Experiencing the Holocaust Museum

A friend and I experienced the Holocaust Museum today. That’s really the only way to describe it. For the hours that you are there you are transformed and the amount of emotions that you go through is hard to describe. Sight, sound, smell, touch…you experience the plight of the Jews in so many ways.

I came away feeling:

shocked
disgusted
disbelieving
amazed
in awe
heart broken
fascinated
sickened
etc.
etc.
etc.

A child’s cup, decorated so cutely with cartoon characters – this is what touched me the most.

It was taken from one of the children as he or she was stripped of all possessions before being taken into a concentration camp. On display were hundreds of those possessions: shoes, combs, silverware, thermoses, suitcases… That cup though. I couldn’t take it.

There was a picture of a family that had been massacred on the street, their bodies photographed and left for everyone to see. Lying next to her family, probably Ashlyn’s age, an innocent little girl. I broke down.

How the whole thing could even happen is shocking, unbelievable and the worst kind of horrible. But how one human being could do to a child what was done to all 6 million people is somehow even worse.

In the Hall of Remembrance was this verse:

Only be careful, and watch yourselves closely
so that you do not forget the things your eyes have seen
or let them slip from your heart as long as you live.
Teach them to your children and to their children after them.
Deuteronomy 4:9

Published by NotSoSAHM

I'm a photographer and homeschooler Dream = travel blogger. We move around every couple of years. That's fine, I love seeing different parts of our great country and the world.

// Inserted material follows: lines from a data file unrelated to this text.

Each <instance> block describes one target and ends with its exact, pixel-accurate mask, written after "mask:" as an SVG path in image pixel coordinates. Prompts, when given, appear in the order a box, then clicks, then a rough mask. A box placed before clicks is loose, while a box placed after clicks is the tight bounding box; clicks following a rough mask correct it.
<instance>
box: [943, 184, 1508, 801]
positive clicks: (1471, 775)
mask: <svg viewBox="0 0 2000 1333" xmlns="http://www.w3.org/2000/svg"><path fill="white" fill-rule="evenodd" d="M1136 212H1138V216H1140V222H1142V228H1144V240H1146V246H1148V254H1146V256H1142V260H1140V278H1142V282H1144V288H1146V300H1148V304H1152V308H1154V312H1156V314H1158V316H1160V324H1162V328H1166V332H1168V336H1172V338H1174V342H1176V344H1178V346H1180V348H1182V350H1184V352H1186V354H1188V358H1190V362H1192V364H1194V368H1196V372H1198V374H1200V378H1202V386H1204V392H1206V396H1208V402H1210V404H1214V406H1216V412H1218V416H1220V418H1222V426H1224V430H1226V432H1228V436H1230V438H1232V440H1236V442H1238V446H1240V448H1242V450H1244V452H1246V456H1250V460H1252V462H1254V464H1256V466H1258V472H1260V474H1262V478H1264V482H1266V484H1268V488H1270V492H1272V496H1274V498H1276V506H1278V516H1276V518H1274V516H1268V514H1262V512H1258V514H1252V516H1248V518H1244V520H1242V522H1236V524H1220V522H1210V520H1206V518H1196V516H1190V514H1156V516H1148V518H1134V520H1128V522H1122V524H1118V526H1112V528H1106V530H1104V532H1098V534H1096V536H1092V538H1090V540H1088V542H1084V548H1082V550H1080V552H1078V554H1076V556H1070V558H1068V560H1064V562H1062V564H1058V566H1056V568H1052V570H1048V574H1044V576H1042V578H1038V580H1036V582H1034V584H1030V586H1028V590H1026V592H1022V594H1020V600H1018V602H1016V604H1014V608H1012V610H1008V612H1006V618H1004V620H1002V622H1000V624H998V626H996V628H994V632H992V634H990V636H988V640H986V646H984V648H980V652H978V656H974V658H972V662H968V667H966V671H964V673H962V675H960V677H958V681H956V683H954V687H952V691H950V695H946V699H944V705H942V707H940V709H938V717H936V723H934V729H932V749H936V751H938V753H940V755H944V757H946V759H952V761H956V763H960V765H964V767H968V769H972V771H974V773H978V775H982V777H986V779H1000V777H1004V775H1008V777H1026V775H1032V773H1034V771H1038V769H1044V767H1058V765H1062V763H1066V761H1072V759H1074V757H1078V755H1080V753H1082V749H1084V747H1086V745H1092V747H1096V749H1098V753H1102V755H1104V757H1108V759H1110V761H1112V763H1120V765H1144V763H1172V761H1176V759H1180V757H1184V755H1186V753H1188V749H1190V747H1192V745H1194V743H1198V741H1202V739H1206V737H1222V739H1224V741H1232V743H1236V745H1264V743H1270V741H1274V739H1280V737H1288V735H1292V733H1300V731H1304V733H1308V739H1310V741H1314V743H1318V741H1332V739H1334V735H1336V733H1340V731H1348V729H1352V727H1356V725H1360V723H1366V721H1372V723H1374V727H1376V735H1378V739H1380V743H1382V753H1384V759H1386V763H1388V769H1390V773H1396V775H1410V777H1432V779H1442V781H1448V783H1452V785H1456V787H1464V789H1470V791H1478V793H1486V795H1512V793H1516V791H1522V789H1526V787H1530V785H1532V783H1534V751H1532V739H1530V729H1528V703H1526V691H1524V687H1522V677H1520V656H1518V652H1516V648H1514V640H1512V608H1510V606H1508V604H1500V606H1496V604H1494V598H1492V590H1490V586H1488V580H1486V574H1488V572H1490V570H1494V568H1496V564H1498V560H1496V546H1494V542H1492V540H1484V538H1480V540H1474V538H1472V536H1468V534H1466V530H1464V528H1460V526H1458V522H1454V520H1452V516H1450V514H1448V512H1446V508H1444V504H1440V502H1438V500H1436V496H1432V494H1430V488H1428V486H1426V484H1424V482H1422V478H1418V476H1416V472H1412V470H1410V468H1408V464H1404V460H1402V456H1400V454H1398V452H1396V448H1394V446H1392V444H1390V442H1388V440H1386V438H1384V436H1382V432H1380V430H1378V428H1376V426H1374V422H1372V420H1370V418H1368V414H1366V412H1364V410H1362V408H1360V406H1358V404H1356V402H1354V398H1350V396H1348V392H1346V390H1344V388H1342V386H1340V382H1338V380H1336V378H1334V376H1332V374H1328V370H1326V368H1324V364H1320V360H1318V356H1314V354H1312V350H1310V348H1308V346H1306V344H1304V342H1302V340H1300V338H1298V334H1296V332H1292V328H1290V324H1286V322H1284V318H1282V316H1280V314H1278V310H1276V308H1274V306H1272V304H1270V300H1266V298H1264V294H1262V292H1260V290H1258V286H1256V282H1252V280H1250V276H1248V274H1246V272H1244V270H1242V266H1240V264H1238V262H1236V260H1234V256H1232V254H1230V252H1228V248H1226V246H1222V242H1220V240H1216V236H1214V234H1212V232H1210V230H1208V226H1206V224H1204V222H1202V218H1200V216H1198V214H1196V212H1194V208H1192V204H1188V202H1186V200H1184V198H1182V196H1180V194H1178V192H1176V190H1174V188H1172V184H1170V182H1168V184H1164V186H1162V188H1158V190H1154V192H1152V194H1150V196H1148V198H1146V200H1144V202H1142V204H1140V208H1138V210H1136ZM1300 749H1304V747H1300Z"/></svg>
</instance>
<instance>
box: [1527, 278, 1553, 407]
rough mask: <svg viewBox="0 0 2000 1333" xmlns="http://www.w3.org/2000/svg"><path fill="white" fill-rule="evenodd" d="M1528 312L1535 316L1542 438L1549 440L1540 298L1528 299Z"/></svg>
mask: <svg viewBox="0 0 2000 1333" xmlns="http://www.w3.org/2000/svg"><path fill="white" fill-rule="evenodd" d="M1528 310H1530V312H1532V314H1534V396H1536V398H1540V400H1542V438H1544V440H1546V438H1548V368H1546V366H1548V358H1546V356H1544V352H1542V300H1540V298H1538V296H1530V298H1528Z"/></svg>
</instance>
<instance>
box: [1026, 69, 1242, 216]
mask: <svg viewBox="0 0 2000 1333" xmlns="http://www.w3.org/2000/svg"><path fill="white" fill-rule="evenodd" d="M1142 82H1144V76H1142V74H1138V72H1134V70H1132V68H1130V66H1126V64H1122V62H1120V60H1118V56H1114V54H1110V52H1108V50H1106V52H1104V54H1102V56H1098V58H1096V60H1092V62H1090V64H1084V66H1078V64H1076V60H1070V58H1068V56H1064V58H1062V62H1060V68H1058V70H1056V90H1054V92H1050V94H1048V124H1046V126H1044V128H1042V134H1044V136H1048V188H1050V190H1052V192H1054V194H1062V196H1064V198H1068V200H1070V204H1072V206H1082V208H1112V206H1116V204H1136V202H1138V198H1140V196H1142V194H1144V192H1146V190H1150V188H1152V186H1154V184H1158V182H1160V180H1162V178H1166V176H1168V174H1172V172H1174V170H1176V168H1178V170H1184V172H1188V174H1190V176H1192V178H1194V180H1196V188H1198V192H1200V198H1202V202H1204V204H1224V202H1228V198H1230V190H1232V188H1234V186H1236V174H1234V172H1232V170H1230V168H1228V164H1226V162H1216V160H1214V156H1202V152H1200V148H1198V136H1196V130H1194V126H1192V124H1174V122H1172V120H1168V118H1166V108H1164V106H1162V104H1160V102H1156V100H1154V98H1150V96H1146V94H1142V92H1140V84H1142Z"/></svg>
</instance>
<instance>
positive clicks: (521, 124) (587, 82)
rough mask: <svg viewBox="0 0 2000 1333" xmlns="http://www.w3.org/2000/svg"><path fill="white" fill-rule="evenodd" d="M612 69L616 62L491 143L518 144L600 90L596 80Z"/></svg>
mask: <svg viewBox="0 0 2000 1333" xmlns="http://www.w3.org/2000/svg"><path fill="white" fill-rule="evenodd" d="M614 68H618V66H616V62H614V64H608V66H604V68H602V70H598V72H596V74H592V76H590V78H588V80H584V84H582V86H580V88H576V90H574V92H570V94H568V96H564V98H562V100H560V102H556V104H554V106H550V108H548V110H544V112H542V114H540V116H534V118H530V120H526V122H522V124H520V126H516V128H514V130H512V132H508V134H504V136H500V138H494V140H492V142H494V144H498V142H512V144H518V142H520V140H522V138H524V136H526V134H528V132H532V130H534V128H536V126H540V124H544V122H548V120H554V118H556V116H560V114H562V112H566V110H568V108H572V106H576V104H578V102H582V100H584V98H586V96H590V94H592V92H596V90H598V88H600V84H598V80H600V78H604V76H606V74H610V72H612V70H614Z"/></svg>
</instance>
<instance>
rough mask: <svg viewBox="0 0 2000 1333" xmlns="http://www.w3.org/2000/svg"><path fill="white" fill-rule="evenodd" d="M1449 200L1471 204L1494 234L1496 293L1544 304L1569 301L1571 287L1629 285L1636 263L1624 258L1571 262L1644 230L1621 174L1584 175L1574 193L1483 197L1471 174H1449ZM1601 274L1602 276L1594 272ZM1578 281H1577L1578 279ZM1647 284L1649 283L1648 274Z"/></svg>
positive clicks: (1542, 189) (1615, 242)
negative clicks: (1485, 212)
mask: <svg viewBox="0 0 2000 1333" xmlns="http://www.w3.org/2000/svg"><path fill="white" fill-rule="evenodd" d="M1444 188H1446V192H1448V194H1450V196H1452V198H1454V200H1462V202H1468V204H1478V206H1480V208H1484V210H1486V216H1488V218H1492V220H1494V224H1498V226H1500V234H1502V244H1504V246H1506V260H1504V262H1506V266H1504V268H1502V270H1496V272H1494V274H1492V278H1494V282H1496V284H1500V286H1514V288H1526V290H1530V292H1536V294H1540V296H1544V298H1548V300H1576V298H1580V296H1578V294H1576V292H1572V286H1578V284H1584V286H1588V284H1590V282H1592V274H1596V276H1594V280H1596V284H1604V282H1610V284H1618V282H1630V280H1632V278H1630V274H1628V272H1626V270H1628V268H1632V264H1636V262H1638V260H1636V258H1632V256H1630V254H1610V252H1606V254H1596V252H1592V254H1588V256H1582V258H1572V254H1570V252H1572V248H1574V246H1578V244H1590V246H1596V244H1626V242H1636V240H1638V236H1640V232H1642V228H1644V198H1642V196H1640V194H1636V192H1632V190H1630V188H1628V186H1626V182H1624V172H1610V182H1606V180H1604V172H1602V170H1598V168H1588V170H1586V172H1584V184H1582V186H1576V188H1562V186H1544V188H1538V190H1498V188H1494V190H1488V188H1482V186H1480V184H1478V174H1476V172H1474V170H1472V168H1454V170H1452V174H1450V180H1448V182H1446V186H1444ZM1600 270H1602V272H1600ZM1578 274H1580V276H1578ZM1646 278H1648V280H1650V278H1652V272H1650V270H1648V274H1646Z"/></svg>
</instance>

Great things: Jesus, traveling, photography, eating, sewing, scrapbooking, reading, shopping...not necessarily in that order.

3 thoughts on “Experiencing the Holocaust Museum

  1. I was fortunate enough to spend half of my childhood years living in Europe. When we read The Diary of Anne Frank, we were lucky enough to go on a field trip to see her home. As part of a vacation in Munich, my parents took us to the concentration camp in Dachau. The Holocaust and WWII are such an emotional part of our human history, on so many levels, for so many reasons.

    This past September, 30 years after my experiences, I had the incredible opportunity to take my oldest, my 13-year-old son, on a two week trip with me to Europe. I remembered what Anne Frank’s house was like as a teenager his age, but I was not prepared for the emotion that hit me, or for the depth that it struck in my heart, to experience Anne Frank’s house as a parent, especially the parent of a child her age.

    Thank you so much for sharing your experience. I hope that mankind never fails to forget the horrors of that time in history and that we never experience anything like it again.

    1. We lived for four years in Stuttgart. I loved it. We were able to get up to Amsterdam once and toured Anne Frank’s hideout. I never went to Dachau. Europe is so beautiful now, it’s hard to imagine the destruction and death.